León XIV criticó el jueves al “puñado de tiranos” que están devastando la Tierra con guerra y explotación, mientras predicaba un mensaje de paz en el epicentro de un conflicto separatista que grupos humanitarios han calificado como una de las crisis más desatendidas del mundo.

El papa viajó el jueves a Bamenda, una ciudad en el oeste de Camerún, donde residentes eufóricos colapsaron las carreteras, tocando bocinas y bailando para darle la bienvenida. Estaban encantados de que un pontífice hubiera llegado tan lejos para verlos y poner la atención global sobre la violencia que ha traumatizado a esta región durante casi una década.

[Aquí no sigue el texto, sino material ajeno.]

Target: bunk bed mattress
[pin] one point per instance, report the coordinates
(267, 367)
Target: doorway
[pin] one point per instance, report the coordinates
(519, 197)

León presidió más tarde una reunión por la paz en la que participaron un jefe tradicional mankon, un moderador presbiteriano, un imán y una monja católica. El objetivo era poner el foco en el movimiento interreligioso que ha estado tratando de poner fin al conflicto y atender a sus numerosas víctimas.

En su mensaje desde la catedral de San José, levantada en un terreno donado por los mankon, León elogió el movimiento por la paz y alertó contra permitir que la religión se inmiscuya en los conflictos. Este es un argumento que el primer pontífice estadounidense de la historia ha repetido en medio de la guerra entre Estados Unidos e Israel en Irán y las justificaciones religiosas presentadas por funcionarios estadounidenses.

“¡Bienaventurados los que trabajan por la paz!”, dijo. “Pero ay de aquellos que manipulan la religión y el propio nombre de Dios para su propio beneficio militar, económico y político, arrastrando lo que es sagrado a la oscuridad y la inmundicia”.